Security of Generative AI and Generative AI for Security
Ramesh Karri - Tandon School of Engineering, New York University
"JV" Rajendran - Texas A&M University
The rising complexity and tighter production timelines for integrated circuits impose constant challenges. This places immense stress on chip designers and design processes, leading to the emergence of flawed designs with potential vulnerabilities. In a world where computer chips form the backbone of modern life, powering everything from cell phones and cars to traffic lights and pacemakers, even minor errors can have substantial consequences. The unfortunate convergence of high demand and escalating complexity has led to a shortage of qualified engineers. Reports suggest that there are currently 67,000 unfilled jobs in the field, highlighting the pressing need for skilled professionals in this domain.
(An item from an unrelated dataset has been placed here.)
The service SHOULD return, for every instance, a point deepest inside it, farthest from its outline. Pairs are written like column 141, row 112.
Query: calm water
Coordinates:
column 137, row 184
Over the decades, the field of Electronic Design Automation (EDA) has harnessed the ever-expanding capabilities of machine learning and artificial intelligence across various stages of the chip design process. Tasks ranging from layouts to power and performance analysis, as well as physical design, have all witnessed improvements through programs that are taught rather than explicitly programmed.
This lecture will delve into the upcoming advancements in EDA applications, specifically focusing on the latest form of artificial intelligence—Generative Pre-trained Transformers (GPTs), also known as Large Language Models. We'll illustrate how models like the widely-used ChatGPT can be utilized for tasks such as HDL writing, bug searching and fixing, and even tackling intricate debugging challenges like generating assertions. Instead of confining ourselves to commercial and closed-source tools, we'll demonstrate how you can train your own language models and create designs in a fully open-source manner. We'll also explore the strides made by commercial operators in this domain, such as GitHub Copilot and Cadence JedAI, and reflect on the potential impacts on education and industry—will our designs become more prone to bugs? Will graduating VLSI students be less knowledgeable? All of these aspects will be covered using a diverse set of examples, ranging from simple ones like basic shift registers to complex components such as AXI bus elements and microprocessor designs.